Time Complexity Analysis:

The algorithm has a time complexity of O(E * (E + α(V))), where:

  • E is the number of edges.
  • V is the number of vertices.
  • α(V) is the inverse Ackermann function (practically a constant for all realistic input sizes).

The O(E) factor comes from iterating through each edge. The O(E + α(V)) factor represents the time complexity of building the MST using Union-Find, which is dominated by the union and find operations. The sort operation takes O(E log E) time. As E < V^2, this is still O(E log E)

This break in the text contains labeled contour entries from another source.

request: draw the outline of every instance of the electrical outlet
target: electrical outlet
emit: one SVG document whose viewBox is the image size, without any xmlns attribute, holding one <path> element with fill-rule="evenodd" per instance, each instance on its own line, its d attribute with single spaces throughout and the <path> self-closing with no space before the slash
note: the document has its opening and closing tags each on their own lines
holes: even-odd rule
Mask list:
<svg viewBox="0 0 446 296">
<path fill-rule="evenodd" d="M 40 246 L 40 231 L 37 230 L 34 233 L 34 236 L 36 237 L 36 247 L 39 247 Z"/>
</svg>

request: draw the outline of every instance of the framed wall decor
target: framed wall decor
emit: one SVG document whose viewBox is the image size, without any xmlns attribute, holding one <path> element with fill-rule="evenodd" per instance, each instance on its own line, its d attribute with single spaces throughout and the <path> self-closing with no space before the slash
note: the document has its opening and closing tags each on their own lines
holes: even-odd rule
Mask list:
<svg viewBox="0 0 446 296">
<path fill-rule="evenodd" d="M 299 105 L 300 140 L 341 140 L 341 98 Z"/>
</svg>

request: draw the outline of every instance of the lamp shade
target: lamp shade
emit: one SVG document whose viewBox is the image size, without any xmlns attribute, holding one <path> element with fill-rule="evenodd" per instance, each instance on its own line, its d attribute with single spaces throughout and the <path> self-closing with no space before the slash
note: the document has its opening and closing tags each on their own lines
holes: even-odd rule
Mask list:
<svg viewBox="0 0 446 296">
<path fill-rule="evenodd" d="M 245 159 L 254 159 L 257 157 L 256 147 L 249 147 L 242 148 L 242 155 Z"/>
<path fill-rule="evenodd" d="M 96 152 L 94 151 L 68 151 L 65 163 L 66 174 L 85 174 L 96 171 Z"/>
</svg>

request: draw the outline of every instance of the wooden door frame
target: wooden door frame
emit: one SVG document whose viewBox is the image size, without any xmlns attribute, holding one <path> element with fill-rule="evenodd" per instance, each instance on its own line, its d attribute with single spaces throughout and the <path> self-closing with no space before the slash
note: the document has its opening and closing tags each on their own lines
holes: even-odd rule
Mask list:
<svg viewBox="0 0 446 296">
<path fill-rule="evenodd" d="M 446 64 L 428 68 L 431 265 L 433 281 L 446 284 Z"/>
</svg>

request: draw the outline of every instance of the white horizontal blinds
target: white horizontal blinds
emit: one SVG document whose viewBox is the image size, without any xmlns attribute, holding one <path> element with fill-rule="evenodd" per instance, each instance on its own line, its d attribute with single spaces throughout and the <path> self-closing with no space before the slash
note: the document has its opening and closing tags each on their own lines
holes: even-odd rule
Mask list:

Space Complexity Analysis:

The space complexity is O(V + E) due to the Union-Find data structure and the storage of edges and results.

Code Explanation (Python)

class UnionFind:
    def __init__(self, n):
        self.p = list(range(n))
        self.n = n
 
    def union(self, a, b):
        if self.find(a) == self.find(b):
            return False
        self.p[self.find(a)] = self.find(b)
        self.n -= 1
        return True
 
    def find(self, x):
        if self.p[x] != x:
            self.p[x] = self.find(self.p[x])
        return self.p[x]
 
 
class Solution:
    def findCriticalAndPseudoCriticalEdges(
        self, n: int, edges: List[List[int]]
    ) -> List[List[int]]:
        # Add index to each edge
        for i, e in enumerate(edges):
            e.append(i)
        
        # Sort edges by weight
        edges.sort(key=lambda x: x[2])
        
        # Find MST weight
        uf = UnionFind(n)
        v = sum(w for f, t, w, _ in edges if uf.union(f, t))
        
        ans = [[], []]
        for f, t, w, i in edges:
            # Check for critical edges
            uf = UnionFind(n)
            k = sum(z for x, y, z, j in edges if j != i and uf.union(x, y))
            if uf.n > 1 or (uf.n == 1 and k > v):
                ans[0].append(i)
                continue
 
            #Check for pseudo-critical edges
            uf = UnionFind(n)
            uf.union(f, t)
            k = w + sum(z for x, y, z, j in edges if j != i and uf.union(x, y))
            if k == v:
                ans[1].append(i)
        return ans

The code in other languages (Java, C++, Go) follows the same logic, with minor syntactic differences to accommodate the respective language features. The core algorithm remains consistent across all implementations.